Um feinste Nuancen geht es, wenn der schwere Schmiedehammer maschinell oder per Hand auf das glühende Erz mit rund 1000 Grad ohrenbetäubend niedersaust. Millimeter-Arbeit mit schwerem Gerät.

Aus einem Stück Stahl muss er geschmiedet werden. Als Einzelstück im Freiformschmieden. Das Schwung- und Flugverhalten ist zu berechnen, der Anschlag an der Glocke.

«Der Klöppel ist vor allem im Bereich des Schaftes sehr hohen Belastungen ausgesetzt», sagt der Firmenchef. Das Schmieden «hat den entscheidenden Vorteil, dass die Materialfasern zwar verformt, aber nicht unterbrochen werden». Somit hat der Klöppel eine höhere Festigkeit, mit der er in kommenden Jahrhunderten die Glocke küssen soll, wie es in der Tradition heisst.

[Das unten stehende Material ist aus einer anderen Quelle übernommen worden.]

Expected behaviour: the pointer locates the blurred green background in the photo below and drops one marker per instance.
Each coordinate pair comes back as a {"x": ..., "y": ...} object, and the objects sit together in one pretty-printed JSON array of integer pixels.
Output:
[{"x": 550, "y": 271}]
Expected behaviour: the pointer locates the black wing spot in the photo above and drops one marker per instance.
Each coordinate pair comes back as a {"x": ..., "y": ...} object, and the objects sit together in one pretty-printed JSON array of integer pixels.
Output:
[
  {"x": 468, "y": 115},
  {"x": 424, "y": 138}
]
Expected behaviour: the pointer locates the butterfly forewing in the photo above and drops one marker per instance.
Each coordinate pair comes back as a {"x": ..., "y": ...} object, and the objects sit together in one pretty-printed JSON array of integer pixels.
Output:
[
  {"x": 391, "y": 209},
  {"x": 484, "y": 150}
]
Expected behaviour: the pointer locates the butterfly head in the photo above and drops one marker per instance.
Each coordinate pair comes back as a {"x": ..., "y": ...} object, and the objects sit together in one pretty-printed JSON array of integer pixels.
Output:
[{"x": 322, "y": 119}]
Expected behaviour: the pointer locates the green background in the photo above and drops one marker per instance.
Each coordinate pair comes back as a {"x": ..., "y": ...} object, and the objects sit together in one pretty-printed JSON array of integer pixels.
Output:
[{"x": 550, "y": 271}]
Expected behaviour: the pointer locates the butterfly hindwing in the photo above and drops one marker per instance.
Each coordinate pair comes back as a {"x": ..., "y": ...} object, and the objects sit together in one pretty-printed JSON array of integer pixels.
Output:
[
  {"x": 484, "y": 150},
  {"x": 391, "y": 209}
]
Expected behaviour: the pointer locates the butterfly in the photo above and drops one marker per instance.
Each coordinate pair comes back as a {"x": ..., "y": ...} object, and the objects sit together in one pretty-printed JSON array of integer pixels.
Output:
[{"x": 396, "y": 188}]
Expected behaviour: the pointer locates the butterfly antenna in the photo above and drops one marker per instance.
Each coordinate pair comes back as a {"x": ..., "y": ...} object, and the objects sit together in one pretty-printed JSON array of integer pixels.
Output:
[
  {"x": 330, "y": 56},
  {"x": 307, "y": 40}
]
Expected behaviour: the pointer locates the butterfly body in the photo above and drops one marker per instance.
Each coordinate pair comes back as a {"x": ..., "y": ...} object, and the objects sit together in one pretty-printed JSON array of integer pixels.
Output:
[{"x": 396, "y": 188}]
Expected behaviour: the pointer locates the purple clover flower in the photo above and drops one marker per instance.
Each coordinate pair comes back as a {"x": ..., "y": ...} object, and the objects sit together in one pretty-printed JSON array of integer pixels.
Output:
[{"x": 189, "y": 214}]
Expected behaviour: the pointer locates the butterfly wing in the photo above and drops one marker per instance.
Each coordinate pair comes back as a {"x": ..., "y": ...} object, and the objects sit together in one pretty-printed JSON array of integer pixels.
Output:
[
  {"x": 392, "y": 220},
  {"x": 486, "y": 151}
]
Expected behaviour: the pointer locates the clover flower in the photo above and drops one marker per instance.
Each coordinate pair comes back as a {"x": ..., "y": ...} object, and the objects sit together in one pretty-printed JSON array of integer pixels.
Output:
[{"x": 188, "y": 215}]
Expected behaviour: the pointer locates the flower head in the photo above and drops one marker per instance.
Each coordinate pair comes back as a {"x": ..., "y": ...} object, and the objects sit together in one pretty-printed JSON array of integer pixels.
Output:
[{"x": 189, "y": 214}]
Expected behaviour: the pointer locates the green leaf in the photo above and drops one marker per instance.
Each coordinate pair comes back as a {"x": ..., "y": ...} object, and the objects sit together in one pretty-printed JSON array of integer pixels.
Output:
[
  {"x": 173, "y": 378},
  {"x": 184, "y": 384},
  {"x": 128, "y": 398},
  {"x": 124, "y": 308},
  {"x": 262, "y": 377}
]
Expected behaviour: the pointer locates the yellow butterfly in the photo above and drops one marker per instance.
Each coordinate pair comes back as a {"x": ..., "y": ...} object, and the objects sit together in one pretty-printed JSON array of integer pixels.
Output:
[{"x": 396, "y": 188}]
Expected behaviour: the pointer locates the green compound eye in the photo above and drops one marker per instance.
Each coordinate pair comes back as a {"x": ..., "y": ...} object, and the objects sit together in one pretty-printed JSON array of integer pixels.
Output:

Die «Emmanuel» erklingt ausschliesslich zu besonderen Anlässen und Festtagen. Der 7. Dezember wird ebenfalls so ein Datum sein. Am Vorabend des «Hochfestes der ohne Erbsünde empfangenen Jungfrau und Gottesmutter Maria», an dem die Pariser das Fest der Patronin ihrer Kathedrale begehen, ist Wiedereröffnung mit einer Vesper. Erzbischof Laurent Ulrich hat im Februar per Hirtenbrief angekündigt: Orgel und Glocken werden wieder erwachen. Am Sonntag, 8. Dezember, findet die erste heilige Messe statt.

Eine «pharaonische Baustelle»
Doch bis dahin war es auch für die Glockenbauer ein steiler und steiniger Weg. Die Joche, also die Aufhängung der Glocken, wurden erneuert. Von einer «pharaonischen Baustelle» sprach Chefarchitekt Philippe Villeneuve, «in einem sehr kurzen Zeitrahmen». Experten aus ganz Europa und ein Heer von Arbeitern haben jetzt fünf Jahre lang getüftelt und geschuftet, um «Notre-Dame» – vor dem Grossbrand von 2019 jährlich von rund 12 bis 14 Millionen Menschen besucht – wieder zum Leben zu erwecken.

Über 2000 Menschen in über 250 Firmen wirkten mit: Steinmetze, Gemälderestauratoren, Dachdecker, Brandschutztechniker, Heizungsmonteure, Elektriker, Tischler, Orgelbauer - und Glockenexperten wie die Rottaler Hammerschmiede.

«Selbst die dunkelste Nacht wird enden und die Sonne wird aufgehen», schreibt Viktor Hugo in «Les Miserables». Das gilt für «Notre-Dame» in diesen Tagen. Die Sonne strahlt durch die mächtige Rosette der Kathedrale in tausend Farben; die Glocken künden vom grossen gemeinsamen Werk. Und die Glöckner von Notre-Dame aus Anzenkirchen dürfen ein paar von diesen Strahlen für sich behalten.